Review: Robert Goldsborough’s off-key Murder in E Minor

Murder in E MinorMurder in E Minor by Robert Goldsborough
My rating: 3 of 5 stars

The dilemma: Why would anyone but a devoted Rex Stout fan read another author’s sequel to the Stout’s long, glorious Nero Wolfe series? Yet why would any other author grab Stout’s mantel except to cash in on his success? I picked up this book looking for something I could be pretty sure I wouldn’t find. The core of the series’s appeal — narrator Archie Goodwin’s voice — is patently inimitable.

Robert Goldsborough makes a dogged attempt in Murder in E Minor, but his ear is off.
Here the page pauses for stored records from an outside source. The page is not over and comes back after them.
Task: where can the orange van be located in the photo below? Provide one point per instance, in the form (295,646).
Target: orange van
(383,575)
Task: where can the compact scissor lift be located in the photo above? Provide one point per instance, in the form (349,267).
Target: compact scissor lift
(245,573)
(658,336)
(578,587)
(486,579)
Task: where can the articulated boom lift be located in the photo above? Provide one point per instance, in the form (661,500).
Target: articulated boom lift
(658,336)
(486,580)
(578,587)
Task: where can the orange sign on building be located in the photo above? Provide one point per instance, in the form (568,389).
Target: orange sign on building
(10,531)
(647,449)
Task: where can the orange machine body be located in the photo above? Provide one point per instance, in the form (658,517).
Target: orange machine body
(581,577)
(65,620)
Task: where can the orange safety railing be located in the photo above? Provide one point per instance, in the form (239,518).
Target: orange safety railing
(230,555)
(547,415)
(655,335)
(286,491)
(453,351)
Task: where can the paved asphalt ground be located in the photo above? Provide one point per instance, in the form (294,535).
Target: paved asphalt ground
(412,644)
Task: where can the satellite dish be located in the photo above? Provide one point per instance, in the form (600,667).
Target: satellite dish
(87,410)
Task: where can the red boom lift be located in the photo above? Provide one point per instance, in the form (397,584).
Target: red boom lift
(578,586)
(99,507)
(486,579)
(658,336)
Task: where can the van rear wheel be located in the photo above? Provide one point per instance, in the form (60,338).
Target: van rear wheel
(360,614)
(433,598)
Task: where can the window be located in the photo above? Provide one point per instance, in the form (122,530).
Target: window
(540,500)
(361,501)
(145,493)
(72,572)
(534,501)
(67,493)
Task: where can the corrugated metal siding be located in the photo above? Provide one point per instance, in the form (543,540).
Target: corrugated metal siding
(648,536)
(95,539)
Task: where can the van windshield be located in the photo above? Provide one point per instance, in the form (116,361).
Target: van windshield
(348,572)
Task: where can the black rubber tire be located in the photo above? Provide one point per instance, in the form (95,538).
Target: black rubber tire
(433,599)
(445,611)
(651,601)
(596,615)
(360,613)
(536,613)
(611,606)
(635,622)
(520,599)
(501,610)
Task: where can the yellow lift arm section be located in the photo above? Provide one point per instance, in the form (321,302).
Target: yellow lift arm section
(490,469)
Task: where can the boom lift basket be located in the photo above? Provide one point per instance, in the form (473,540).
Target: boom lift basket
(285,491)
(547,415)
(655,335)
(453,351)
He knows his “facts”: the location & layout of the old brownstone, who the supporting characters are, & what happened in some previous Wolfe-Goodwin cases, particularly the final one. His narrator’s voice, though, grates. As for Nero Wolfe, he sounds like a computer-generated robot whose program needs tweaking. Reading this book is like listening to a note-perfect violin sonata played with 1 or 2 strings out of tune.

OK, I’m biased: as a devoted Stout fan & a mystery writer, my response to missing Wolfe, Goodwin, et al. was to give Archie a journalist daughter who narrates her own series (see book 1, Silent Night Violent Night; book 2 will be out in Spring 2017). Although I was tempted to quit reading Murder in E Minor on page one, I didn’t. Goldsborough’s command of the Stout oeuvre is encyclopedic, & his plotting & pacing are good. That combination kept me from hating this book. But since Goldsborough’s Goodwin & Wolfe are even more unlike Stout’s fictional detectives than Timothy Hutton & Maury Chaykin’s were in the TV series, I won’t read another one.